Skandal z zasadami demokracji w Rumunii przybiera nowe rozmiary. Po tym, jak pierwszą turę w listopadzie 2024 roku wygrał prawicowy kandydat, wybory unieważniono i przełożono na maj. Kiedy sondaże się nie zmieniły i wszystko wskazywało na to, że Georgescu znowu wygra, jego kandydaturę dość bezczelnie zablokowano.
Wcześniej ten kandydat został zatrzymany na ulicy, kiedy szedł się rejestrować. Przeprowadzano rewizje w domach jego bliskich i współpracowników. Po wykluczeniu go z wyborów na ulicach doszło do zamieszek i walk z policją.
Sytuację może uspokoić odwołanie, które kandydat Calin Georgescu wniósł w poniedziałek 10 marca, po tym, jak Komisja Wyborcza wykluczyła go z wyścigu o prezydenturę. Jedna spokój może potrwać krótko.
Otoczenie kandydata uważa, że szanse na sukces odwołania są nikłe, a zostanie ono rozpatrzone już we wtorek 11 marca przez Trybunał Konstytucyjny. Trybunał Konstytucyjny zbierze się we wtorek o godz. 17:00.

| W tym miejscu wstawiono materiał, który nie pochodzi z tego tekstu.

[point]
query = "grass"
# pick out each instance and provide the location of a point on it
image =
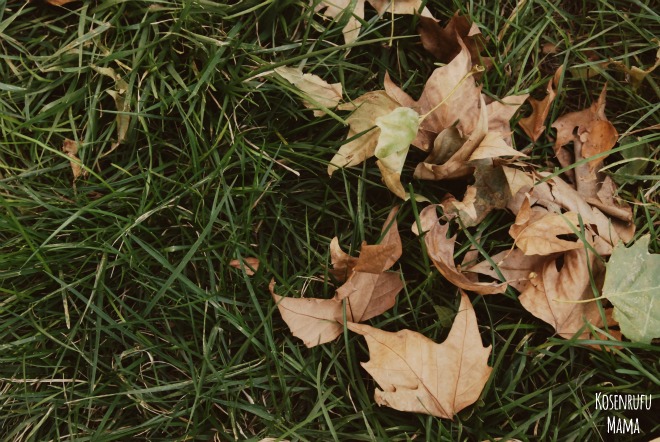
(120, 318)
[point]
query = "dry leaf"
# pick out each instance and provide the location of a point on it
(70, 148)
(533, 124)
(318, 92)
(441, 251)
(536, 231)
(122, 105)
(452, 84)
(443, 42)
(310, 319)
(250, 265)
(418, 375)
(367, 109)
(335, 8)
(551, 295)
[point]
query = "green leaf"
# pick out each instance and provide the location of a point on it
(397, 130)
(632, 284)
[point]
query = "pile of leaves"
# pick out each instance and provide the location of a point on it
(567, 224)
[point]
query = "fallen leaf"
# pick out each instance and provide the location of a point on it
(59, 2)
(533, 125)
(380, 257)
(418, 375)
(318, 93)
(336, 8)
(632, 285)
(452, 85)
(367, 109)
(342, 262)
(441, 251)
(310, 319)
(443, 44)
(554, 295)
(397, 131)
(70, 148)
(536, 231)
(250, 265)
(369, 294)
(122, 105)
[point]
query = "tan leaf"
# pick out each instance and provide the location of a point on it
(366, 108)
(369, 295)
(310, 319)
(335, 9)
(454, 87)
(443, 42)
(249, 265)
(382, 256)
(551, 295)
(342, 262)
(516, 267)
(533, 125)
(418, 375)
(318, 92)
(122, 104)
(441, 251)
(70, 148)
(536, 231)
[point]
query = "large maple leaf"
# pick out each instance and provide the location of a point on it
(416, 374)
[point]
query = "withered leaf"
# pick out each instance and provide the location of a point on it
(533, 125)
(552, 293)
(367, 109)
(250, 265)
(443, 42)
(415, 374)
(318, 92)
(441, 251)
(335, 9)
(452, 85)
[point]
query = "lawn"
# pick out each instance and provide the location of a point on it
(120, 316)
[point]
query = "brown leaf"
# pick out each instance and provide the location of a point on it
(551, 295)
(381, 257)
(250, 265)
(369, 295)
(310, 319)
(366, 109)
(418, 375)
(443, 42)
(451, 83)
(70, 148)
(441, 251)
(533, 124)
(516, 267)
(342, 262)
(319, 92)
(335, 9)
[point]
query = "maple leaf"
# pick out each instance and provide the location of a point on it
(363, 131)
(441, 251)
(369, 290)
(70, 148)
(122, 105)
(450, 95)
(335, 8)
(397, 130)
(416, 374)
(533, 125)
(249, 265)
(556, 286)
(443, 42)
(318, 92)
(632, 285)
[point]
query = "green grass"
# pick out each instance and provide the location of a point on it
(120, 318)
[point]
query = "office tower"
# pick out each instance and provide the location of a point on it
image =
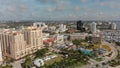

Nie ma wątpliwości, że negatywne rozpatrzenie apelacji złożonej przez Calina Georgescu, ponownie wyprowadzi jego zwolenników na ulice. Niektórzy uważają, że wybory w Rumunii są swoistym poligonem doświadczalnym przywracania „demokracji po brukselsku”, czyli eliminacji kandydatów, którzy są uniosceptyczni.
Powtórne wybory prezydenckie w Rumunii zaplanowano na 4 maja. CBW podało jako oficjalny powód niedopuszczenia Georgescu do startu, to, że „nie szanuje on konstytucji i nie broni demokracji”.